Если вы придете ко мне и спросите: «каков рецепт? куда шагать?» — это значит, я не справился с задачей и воспринят как очередной кандидат в рабовладельцы и работорговцы, которому стоит или не стоит доверяться. «Liqvidation Sociale» — ничего иного я не смогу ответить. Как могла бы выглядеть относительная победа? Ну, например, если бы эта книга была последней, написанной и изданной человеком. «Liqvidation Sociale» — лозунг, который мог быть начертан на нашем знамени, на вашем саване. Чему равно это «sociale»? Количественность, влюбленная в себя, и непрерывно мастурбирующая количественность, оплодотворяющая саму себя, рыгающая от отвращения к самой себе и оргазмирующая от этой отрыжки, — вот что такое «sociale». Монстр, нуждающийся в охотнике, в преследователе, в палаче, в партизане.
Невербальное — причина всякой баррикады, это можно узнать, выбрав редкую, невидимую для остальных роль. Любая баррикада всегда строится между вербальным и невербальным.

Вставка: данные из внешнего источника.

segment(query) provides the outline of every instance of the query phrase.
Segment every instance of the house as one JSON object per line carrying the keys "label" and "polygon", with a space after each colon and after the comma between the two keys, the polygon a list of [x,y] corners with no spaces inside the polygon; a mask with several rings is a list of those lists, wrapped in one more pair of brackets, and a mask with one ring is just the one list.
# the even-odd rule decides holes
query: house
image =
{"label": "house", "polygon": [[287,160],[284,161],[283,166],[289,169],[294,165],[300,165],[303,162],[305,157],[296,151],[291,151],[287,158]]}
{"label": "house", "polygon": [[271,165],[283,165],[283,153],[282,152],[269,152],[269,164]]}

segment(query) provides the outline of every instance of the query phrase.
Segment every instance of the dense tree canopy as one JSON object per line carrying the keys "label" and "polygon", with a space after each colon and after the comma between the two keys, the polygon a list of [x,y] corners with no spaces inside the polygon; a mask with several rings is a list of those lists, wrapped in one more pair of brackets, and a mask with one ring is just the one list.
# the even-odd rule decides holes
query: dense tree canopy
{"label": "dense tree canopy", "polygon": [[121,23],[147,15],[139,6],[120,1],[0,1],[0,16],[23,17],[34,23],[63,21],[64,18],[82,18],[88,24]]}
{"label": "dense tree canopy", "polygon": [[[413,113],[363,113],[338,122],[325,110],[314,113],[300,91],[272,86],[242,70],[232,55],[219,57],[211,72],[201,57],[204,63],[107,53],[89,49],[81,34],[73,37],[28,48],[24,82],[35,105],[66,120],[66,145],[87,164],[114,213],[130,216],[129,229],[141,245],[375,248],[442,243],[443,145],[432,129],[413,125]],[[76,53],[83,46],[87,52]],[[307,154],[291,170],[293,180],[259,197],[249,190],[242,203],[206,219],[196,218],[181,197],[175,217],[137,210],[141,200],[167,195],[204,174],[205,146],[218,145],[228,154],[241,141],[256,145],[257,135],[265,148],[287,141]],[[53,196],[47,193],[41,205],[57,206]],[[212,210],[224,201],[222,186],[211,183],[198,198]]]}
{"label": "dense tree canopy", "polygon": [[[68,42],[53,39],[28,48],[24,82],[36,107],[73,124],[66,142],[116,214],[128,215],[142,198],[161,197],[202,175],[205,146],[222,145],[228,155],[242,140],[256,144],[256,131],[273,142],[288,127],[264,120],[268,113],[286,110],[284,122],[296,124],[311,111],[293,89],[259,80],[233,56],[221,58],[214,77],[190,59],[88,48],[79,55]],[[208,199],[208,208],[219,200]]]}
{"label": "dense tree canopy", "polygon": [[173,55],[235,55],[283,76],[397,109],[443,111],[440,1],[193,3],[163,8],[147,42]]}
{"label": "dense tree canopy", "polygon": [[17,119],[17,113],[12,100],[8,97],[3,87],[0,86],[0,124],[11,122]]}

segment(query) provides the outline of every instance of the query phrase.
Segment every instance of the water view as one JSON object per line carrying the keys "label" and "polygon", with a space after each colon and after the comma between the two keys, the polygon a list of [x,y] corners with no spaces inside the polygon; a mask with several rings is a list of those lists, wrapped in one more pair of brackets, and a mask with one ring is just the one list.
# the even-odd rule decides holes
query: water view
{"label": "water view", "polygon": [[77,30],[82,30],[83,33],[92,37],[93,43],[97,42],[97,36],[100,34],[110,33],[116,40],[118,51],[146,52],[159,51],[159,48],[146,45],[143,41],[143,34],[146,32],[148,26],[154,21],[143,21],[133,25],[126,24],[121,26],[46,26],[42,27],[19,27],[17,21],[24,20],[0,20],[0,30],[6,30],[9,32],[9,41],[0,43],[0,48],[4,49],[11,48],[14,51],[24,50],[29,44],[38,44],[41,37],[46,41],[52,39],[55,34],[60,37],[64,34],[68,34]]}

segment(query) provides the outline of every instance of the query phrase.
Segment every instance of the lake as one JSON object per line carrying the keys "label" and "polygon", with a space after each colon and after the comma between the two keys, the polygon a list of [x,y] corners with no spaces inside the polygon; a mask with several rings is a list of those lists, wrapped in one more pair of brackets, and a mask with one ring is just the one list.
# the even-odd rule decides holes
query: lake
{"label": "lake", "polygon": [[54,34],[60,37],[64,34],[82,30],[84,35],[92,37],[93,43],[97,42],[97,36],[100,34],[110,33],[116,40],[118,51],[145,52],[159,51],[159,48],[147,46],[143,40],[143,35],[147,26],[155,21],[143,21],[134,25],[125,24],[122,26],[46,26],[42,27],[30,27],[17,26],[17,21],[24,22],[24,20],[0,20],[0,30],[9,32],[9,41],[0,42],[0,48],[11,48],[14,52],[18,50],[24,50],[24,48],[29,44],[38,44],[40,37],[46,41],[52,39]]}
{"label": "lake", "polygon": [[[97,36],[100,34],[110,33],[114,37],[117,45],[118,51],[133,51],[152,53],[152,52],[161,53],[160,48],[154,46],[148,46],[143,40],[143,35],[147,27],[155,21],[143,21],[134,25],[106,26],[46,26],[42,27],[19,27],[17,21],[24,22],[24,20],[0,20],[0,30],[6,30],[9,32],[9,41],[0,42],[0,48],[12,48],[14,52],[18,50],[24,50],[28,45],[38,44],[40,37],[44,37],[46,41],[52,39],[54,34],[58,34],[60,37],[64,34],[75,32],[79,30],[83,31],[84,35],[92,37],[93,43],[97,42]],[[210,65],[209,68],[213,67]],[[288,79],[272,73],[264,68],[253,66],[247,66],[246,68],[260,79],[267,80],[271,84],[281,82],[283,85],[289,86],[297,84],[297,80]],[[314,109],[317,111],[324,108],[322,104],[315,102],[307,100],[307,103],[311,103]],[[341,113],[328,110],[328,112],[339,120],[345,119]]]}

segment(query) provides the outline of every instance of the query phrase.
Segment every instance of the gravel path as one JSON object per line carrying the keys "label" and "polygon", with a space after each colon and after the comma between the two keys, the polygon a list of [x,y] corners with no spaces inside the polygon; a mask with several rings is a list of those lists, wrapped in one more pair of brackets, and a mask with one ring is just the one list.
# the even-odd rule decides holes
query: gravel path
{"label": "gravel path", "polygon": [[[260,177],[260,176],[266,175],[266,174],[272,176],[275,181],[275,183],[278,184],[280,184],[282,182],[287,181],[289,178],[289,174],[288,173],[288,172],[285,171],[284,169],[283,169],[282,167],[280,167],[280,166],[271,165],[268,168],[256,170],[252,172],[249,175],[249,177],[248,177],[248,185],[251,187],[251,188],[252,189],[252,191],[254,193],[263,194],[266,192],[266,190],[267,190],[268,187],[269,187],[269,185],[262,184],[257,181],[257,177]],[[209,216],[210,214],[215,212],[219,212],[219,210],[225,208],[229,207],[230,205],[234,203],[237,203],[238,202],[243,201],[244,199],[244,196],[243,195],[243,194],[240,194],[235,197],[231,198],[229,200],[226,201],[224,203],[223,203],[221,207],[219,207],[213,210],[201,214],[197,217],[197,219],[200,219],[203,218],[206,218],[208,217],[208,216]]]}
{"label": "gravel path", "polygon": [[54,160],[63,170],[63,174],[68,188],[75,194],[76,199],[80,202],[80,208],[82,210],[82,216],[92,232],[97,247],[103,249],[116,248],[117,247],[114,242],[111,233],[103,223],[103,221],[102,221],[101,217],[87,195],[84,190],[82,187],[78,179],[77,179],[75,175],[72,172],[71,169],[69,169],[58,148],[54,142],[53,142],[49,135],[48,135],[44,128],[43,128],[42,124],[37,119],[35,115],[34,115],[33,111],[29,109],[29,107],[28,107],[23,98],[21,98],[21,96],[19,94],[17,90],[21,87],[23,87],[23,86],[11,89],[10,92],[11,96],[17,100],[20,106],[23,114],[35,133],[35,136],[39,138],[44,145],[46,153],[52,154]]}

Сны — это резервации. Сны школьника о том, как весенней ночью заминировать все дороги и раз и навсегда покончить с их средним образованием, вместо того чтобы сдавать экзамены. Сколько баллов вы поставите за такой сон? Сны акушера о том, что, оказывается, можно размножаться совершенно иным способом. Сны рабочего о четырнадцатой, незапланированной зарплате в миллиард миллионов золотых рублей.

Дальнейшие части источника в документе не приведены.